Age 17 (February): Johnsons contact Fidelity (their UGMA custodian). Request transfer to ABLE account. Provide ABLE account number to Fidelity.

Age 17 (February/March): Fidelity liquidates UGMA holdings (~$22,000) and transfers to ABLE account. UGMA account closed. Takes 10 business days.

Age 17 (March): Johnsons send notification to SSA: "Our son received a $22,000 ABLE account transfer from a UGMA account. ABLE account is now [number]. UGMA is closed."

Age 18 (September): Son turns 18. UTMA/UGMA would have automatically transferred to him, but it no longer exists. ABLE account (exempt asset) is in his name. SSI continues uninterrupted. Medicaid continues.
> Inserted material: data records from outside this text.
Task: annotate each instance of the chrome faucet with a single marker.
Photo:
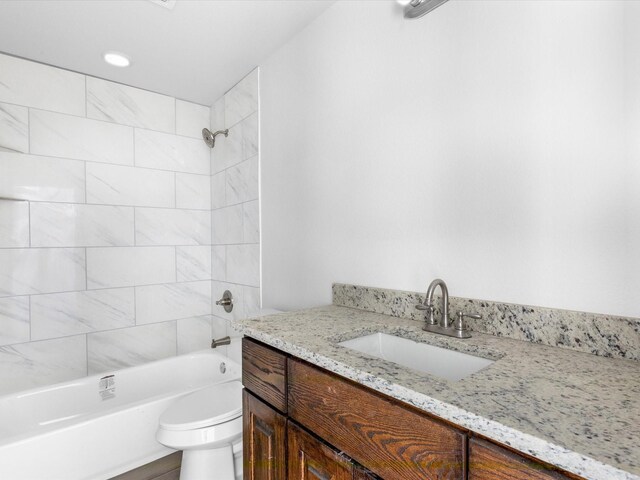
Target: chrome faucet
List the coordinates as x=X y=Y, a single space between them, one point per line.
x=444 y=321
x=445 y=326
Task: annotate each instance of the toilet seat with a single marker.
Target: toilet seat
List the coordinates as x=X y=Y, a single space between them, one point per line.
x=210 y=406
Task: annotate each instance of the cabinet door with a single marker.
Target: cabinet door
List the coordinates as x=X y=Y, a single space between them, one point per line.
x=310 y=459
x=264 y=440
x=491 y=462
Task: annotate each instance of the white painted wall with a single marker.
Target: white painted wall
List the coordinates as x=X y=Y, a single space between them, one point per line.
x=483 y=143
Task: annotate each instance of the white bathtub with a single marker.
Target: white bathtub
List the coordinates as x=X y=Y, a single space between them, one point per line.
x=67 y=431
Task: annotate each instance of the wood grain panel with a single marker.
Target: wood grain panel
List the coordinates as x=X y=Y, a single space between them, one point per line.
x=491 y=462
x=310 y=459
x=391 y=440
x=264 y=440
x=360 y=473
x=264 y=373
x=165 y=468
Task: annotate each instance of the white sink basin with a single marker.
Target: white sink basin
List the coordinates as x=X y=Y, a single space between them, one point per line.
x=436 y=361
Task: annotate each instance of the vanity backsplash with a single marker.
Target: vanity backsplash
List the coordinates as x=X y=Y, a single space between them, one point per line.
x=604 y=335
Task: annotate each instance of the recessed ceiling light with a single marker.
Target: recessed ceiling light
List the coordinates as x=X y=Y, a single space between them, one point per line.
x=117 y=59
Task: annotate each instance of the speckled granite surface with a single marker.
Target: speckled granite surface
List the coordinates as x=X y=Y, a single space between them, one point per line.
x=578 y=411
x=603 y=335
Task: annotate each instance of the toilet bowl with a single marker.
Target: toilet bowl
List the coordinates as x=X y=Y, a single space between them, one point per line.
x=205 y=425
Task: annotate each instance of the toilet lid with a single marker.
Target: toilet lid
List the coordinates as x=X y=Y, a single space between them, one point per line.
x=209 y=406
Crisis averted.

Total time invested: 2–3 hours of parent coordination

Total cost: $0–$50 (ABLE setup fee)

Important: IRS Reporting for the Transfer

When you move money from UTMA/UGMA to ABLE, you're not withdrawing it (which would trigger taxes). You're transferring it as a gift.

IRS treatment:

  • The transfer from UTMA/UGMA to ABLE is treated as a gift from you (the custodian) to your child
  • This may require a Form 709 gift tax return (depending on the amount and your prior gifts)
  • But it does NOT create income tax liability (no capital gains tax, no ordinary income tax)

Consult a CPA: For accounts over $17,000, talk to a CPA about gift tax implications. Most transfers are fine (fall within annual exclusion or lifetime exemption), but it's worth confirming.
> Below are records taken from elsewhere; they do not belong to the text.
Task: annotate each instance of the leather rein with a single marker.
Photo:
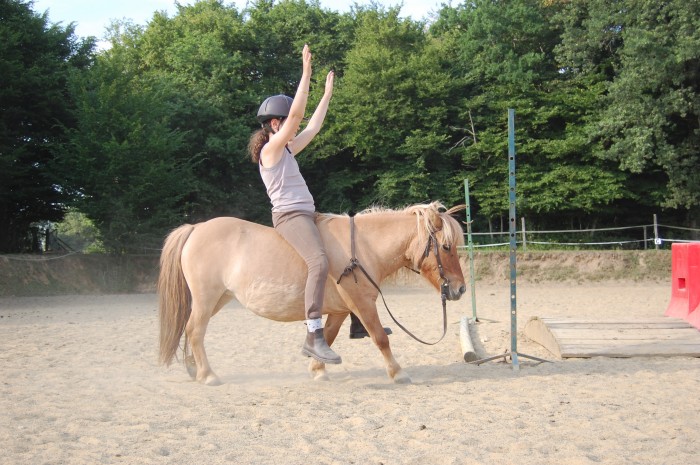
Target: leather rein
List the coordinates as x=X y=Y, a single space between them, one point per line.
x=444 y=286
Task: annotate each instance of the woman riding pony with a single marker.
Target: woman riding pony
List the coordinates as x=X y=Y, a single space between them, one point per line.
x=274 y=148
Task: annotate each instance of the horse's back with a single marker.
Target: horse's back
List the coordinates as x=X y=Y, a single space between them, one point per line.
x=248 y=260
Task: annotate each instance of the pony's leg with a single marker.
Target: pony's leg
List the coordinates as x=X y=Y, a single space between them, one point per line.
x=370 y=320
x=196 y=328
x=330 y=331
x=190 y=363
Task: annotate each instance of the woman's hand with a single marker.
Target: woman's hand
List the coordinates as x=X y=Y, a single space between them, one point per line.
x=329 y=84
x=306 y=60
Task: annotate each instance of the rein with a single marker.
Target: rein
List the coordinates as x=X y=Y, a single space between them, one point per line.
x=355 y=263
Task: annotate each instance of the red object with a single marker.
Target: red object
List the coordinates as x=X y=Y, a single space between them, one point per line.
x=685 y=285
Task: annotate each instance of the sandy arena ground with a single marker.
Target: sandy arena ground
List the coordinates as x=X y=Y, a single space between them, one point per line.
x=81 y=385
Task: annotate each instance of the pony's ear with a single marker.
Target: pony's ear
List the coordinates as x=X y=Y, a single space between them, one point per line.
x=456 y=209
x=435 y=219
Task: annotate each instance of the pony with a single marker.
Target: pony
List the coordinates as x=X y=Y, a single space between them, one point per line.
x=204 y=266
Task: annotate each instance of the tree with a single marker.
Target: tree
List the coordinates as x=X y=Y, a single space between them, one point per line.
x=36 y=61
x=505 y=57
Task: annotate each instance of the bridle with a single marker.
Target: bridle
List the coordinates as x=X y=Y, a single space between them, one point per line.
x=444 y=285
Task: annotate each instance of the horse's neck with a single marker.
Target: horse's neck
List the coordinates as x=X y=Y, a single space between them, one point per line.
x=388 y=238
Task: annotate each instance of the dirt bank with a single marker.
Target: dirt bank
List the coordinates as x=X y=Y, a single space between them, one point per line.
x=23 y=275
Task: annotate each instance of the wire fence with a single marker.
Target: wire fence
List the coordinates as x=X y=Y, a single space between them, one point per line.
x=642 y=237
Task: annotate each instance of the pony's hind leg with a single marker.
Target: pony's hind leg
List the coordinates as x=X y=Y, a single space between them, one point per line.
x=196 y=329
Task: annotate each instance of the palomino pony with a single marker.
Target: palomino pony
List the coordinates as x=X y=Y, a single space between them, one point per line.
x=204 y=266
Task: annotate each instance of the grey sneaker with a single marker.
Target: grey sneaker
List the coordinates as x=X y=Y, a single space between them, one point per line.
x=315 y=346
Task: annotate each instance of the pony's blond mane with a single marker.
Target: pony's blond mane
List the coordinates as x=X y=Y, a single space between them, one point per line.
x=427 y=223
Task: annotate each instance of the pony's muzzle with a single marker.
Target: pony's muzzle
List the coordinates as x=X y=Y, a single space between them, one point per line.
x=452 y=293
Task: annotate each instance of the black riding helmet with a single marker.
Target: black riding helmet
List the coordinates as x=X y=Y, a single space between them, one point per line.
x=277 y=106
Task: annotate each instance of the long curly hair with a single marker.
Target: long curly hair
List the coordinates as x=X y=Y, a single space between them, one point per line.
x=257 y=141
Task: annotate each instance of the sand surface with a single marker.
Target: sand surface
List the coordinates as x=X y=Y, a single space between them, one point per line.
x=81 y=385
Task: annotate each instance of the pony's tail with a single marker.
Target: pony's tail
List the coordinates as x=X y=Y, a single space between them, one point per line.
x=174 y=297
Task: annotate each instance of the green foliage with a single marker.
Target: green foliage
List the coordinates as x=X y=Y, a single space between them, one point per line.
x=36 y=60
x=79 y=233
x=153 y=132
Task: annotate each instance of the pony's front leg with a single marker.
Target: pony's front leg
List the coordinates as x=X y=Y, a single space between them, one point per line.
x=370 y=320
x=330 y=332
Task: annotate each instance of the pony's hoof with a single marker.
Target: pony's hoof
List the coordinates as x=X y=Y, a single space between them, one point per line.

What If The UTMA/UGMA Is Too Large for ABLE?

ABLE accounts have a $100,000 balance limit before SSI is affected. If your UTMA/UGMA has more than that (or is projected to grow past it), you have options:

Option 1: Split Between ABLE and SNT

  • Transfer what fits to ABLE ($100,000 or less)
  • Establish a Special Needs Trust for the remainder
  • This gives you both tools working together

Option 2: Spend Down Strategically

  • Before age of majority, use the UTMA/UGMA funds for exempt spending: education, vehicle, home modification, medical
  • Reduce balance to below $100,000 so ABLE works alone
  • Get good advice on exempt spending from a benefits counselor

Option 3: Establish a d4A Trust

  • Create a first-party SNT (d4A trust) funded with the UTMA/UGMA balance
  • Medicaid payback applies, but SSI/Medicaid are protected
  • More complex, costs $3,000–$7,000

Checklist: UTMA/UGMA Transfer Timeline

Age 15–16

Age 16–17

Age 17–17.5

Age 18+

Why Act Now

If your child has a UTMA/UGMA account and a disability diagnosis, this is urgent. The window to act is narrow — from diagnosis/SSI approval until age of majority (18 or 21, depending on your state).

Once age of majority hits, the account is automatically theirs and the crisis management begins. Acting now — while you have custodial control — is far simpler and cheaper than fixing it in an emergency.